Die Kommunikation mit einem *beep*.
https://effmert-coaching.de/kommunikati...stilisiert.
Es gab jemand, einen Bekannten, der mich nach jedem treffen erschöpfte.
Schon zu Beginn eines Treffens legte er los mit seinen Monologen. Unterbrach ich ihn, wurde zurechtgewiesen und der Monolog weitergeführt.
Danach forderte er mich auf zu erzählen- aber nicht aus Interesse an mir, vielmehr um "Informationen" regelrecht rauszuquetschen.
Ein "darüber möchte ich nicht sprechen" akzeptierte dieser keineswegs, bohrte weiter und weiter.
Weiter ging es mit der herausstechenden Erzählung -die sich bei jedem Treffen abspielte, über andere.
Über andere redete er ständig oder über sich selbst in Erzählungen wie toll sein Leben sei. Wenn er über anderer sprach, dann waren das Informationen die er aus anderen herausquätschte, um diese weiterzuverbreiten.
Es waren keine netten Inhalte- es waren Bewertungen und Abwertungen und vertrauliche Dinge.
Meine Erfahrungen mit dieser Person wuren von einem Treffen zum anderen immer unangenehmer. Schriftliche Kommunikationen waren zermürbend. Es war der immer wiederkehrende Ablauf. Die Erzählungen waren ein Monolog. Geburstage wurden ignoriert.
Geld spielte ein sehr großes Thema bei ihm.
Da war er sehr genau. Wurde man eingeladen von ihm, zum Beispiel auf einen Tagesausflug, konnte ich mir die Fahrt über anhören wie teuer das Benzin ist-mehrmals. Beim bezahlen an der Kasse, wenn ein Kaffee bestellt wurde, zückte er nicht seine Geldbörse- er sagte noch vor dem bezahlen " Danke" in meine Richtung.

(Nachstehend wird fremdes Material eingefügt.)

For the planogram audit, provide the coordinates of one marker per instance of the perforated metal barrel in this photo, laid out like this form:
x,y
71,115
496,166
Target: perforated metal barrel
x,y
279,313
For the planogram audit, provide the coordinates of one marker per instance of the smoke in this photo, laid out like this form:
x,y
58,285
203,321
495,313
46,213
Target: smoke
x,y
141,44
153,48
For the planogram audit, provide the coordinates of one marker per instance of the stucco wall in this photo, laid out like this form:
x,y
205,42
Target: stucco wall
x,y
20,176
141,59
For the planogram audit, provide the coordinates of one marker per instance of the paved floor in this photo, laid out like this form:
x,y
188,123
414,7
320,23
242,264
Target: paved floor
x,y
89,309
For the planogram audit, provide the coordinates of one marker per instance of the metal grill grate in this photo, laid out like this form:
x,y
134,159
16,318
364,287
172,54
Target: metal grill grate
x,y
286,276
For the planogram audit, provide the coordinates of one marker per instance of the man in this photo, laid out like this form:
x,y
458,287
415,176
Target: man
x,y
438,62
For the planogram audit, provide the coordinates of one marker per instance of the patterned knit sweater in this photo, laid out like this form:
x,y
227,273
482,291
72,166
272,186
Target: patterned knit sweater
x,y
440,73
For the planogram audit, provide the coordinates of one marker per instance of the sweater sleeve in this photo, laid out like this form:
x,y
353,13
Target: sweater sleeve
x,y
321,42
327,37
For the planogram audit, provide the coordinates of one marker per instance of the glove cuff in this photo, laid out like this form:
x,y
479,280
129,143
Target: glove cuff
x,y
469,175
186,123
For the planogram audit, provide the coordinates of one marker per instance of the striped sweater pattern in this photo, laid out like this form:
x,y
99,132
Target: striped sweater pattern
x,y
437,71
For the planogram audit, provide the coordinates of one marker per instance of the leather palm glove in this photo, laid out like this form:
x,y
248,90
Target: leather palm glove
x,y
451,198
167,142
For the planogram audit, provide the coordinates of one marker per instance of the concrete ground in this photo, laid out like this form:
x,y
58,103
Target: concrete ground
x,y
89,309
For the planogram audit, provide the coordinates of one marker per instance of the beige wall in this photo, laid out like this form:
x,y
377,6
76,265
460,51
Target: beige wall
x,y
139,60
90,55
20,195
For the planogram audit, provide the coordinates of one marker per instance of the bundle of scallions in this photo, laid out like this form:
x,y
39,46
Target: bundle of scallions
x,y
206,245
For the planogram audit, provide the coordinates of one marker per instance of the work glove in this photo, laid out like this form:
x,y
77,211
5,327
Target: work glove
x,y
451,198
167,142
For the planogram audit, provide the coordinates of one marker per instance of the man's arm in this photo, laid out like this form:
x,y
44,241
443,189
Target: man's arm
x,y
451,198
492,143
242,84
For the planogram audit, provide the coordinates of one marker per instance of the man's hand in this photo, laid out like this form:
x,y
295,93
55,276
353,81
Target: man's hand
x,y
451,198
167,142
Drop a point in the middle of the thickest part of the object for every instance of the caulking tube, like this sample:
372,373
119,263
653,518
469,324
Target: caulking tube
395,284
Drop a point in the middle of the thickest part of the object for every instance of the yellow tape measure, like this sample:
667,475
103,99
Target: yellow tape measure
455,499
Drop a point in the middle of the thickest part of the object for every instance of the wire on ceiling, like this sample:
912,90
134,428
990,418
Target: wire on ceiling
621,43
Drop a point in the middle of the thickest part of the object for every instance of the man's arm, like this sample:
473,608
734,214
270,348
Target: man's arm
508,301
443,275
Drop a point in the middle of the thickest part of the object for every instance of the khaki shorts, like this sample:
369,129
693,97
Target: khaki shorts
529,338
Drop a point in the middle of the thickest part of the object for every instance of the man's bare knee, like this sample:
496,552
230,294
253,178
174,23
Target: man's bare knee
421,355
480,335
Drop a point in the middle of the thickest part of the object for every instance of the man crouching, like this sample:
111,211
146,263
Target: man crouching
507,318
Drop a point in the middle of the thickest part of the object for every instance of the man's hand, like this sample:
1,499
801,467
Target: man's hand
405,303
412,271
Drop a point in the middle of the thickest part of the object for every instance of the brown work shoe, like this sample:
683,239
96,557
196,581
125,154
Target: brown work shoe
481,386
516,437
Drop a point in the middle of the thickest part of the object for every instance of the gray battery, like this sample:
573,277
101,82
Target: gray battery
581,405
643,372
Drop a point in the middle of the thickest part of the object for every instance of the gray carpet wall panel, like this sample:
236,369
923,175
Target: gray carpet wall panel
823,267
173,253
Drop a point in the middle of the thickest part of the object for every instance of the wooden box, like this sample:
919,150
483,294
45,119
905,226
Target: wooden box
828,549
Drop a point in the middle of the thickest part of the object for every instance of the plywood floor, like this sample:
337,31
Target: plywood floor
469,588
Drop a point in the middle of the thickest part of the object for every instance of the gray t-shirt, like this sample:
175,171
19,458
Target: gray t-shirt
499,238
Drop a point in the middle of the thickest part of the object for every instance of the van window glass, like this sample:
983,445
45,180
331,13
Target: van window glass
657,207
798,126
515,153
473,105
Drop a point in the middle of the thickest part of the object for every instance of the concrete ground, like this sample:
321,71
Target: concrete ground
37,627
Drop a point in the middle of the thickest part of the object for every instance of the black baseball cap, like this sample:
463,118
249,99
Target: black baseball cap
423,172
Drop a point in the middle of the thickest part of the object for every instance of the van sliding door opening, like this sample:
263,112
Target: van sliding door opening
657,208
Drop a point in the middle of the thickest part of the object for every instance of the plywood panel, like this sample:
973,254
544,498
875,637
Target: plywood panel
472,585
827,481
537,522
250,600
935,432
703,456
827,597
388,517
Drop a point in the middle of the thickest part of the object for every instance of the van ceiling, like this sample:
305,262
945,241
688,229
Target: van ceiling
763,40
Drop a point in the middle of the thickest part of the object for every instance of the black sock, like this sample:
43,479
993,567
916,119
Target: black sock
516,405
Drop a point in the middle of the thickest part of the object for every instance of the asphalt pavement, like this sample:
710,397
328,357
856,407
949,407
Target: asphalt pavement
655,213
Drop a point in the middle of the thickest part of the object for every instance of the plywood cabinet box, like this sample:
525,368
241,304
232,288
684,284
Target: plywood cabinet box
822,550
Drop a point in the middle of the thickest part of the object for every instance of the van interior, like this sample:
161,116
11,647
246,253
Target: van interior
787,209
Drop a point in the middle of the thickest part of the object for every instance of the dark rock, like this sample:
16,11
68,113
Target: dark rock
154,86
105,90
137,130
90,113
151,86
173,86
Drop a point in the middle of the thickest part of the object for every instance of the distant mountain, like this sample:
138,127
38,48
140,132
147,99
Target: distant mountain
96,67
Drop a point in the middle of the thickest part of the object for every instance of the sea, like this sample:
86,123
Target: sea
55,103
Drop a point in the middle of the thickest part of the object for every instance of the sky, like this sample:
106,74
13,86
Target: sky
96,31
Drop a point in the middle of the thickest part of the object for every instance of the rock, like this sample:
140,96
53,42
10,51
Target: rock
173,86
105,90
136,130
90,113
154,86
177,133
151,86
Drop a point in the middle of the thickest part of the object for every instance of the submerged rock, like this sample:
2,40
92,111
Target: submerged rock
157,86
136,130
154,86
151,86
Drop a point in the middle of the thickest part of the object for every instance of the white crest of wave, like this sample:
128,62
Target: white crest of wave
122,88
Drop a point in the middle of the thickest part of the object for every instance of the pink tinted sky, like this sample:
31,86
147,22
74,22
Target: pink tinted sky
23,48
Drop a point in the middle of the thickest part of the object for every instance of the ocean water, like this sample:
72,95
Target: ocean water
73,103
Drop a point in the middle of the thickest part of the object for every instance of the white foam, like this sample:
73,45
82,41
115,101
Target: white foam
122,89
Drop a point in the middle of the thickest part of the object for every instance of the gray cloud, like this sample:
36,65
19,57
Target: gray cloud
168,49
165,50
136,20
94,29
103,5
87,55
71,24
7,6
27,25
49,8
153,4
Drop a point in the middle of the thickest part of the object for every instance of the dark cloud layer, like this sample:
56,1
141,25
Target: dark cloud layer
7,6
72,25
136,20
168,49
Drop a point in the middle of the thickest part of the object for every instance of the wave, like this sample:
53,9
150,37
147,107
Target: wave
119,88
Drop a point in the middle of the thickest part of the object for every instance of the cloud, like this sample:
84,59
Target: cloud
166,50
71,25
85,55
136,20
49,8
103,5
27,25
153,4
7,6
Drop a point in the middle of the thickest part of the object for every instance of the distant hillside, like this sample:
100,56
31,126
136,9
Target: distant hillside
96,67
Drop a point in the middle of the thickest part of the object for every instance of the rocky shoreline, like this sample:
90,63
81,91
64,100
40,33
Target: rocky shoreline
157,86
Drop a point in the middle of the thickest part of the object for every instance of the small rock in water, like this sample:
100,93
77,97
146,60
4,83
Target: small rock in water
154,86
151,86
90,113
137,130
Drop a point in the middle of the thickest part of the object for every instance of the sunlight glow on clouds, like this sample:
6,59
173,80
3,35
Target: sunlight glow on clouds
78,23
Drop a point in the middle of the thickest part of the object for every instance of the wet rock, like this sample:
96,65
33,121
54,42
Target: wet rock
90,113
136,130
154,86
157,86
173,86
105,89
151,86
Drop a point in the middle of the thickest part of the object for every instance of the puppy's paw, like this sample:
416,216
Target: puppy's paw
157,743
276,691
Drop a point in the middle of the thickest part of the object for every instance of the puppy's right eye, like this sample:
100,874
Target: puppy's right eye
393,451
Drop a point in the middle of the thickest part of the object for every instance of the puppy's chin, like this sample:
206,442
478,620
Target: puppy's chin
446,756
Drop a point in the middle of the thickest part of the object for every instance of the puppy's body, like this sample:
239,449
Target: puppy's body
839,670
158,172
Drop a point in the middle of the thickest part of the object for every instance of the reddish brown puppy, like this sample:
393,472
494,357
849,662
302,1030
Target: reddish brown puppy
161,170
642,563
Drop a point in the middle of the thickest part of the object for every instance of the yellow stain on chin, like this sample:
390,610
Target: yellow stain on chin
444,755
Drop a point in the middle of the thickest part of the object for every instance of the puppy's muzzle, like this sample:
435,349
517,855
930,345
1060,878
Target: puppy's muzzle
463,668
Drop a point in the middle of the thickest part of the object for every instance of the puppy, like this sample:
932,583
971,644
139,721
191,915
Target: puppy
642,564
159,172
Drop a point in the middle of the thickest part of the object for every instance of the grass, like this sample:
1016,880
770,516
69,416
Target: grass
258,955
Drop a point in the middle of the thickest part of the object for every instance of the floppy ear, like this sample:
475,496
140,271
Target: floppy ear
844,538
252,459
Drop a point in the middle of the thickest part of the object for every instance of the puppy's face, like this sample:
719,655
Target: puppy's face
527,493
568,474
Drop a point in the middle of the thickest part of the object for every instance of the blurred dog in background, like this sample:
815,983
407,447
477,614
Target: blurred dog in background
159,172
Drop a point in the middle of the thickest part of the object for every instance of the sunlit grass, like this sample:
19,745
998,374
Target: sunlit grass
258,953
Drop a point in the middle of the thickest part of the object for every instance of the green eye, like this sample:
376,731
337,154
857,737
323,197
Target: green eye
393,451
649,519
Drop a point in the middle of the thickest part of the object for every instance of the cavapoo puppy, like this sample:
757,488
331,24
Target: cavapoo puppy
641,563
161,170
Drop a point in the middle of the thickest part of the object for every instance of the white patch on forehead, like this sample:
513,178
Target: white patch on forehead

Es wechselte von "alles ist teuer und jede Kleinigkeit die Kosten aufgelistet und im anderen Schlag wurde erzählt wieviel Geld und Rücklagen er hätte, was er alles kauft und wann er mehr Geld erhielt.
Als ich einen neuen und gutbezahlten Halbtagsjob annahm " Mir würde das ja nicht reichen so wenig Geld zu haben"- er kannte meinen Stundenlohn garnicht.
Weiter im Punkt Geld ging das weiter. Auffällig für mich war, dass er alles mehrmals erwähnte, was er neu an Anschaffung machte. Manchmal kaufte er in mehrfacher Ausführung und natürlich hob er das immer wieder hervor. Gegenstände und Urlaube. Irgendwann erkannte ich das Muster und machte mir einen "Spaß" daraus. Ich prüfte seinen Monolog. Er erzählte von dem Urlaub, reagierte ich nicht wie gewohnt, sondern erfand auch einen Urlaub. Darauf ging er nicht ein und strotze von weiteren Vorhaben und seinen weiteren Reiseplänen- mehr und größer.
Daraufhin sendete ich ihm " Fake Urlaubsfotos " darauf ging er noch steiler wie bei einen Wettbewerb und nannte weitere Urlaubsziele die er plante- aber jetzt nannte er Urlaubsziele die ich ihm gegenüber mal erwähnte wo ich immer schonmal hinwollte. Die Unterhaltungen waren von da an alle vorrausschaubar.
Dann der Treffer.
"Ich bin ein Narzzist" platzte es aus ihm mit einem lachen herraus.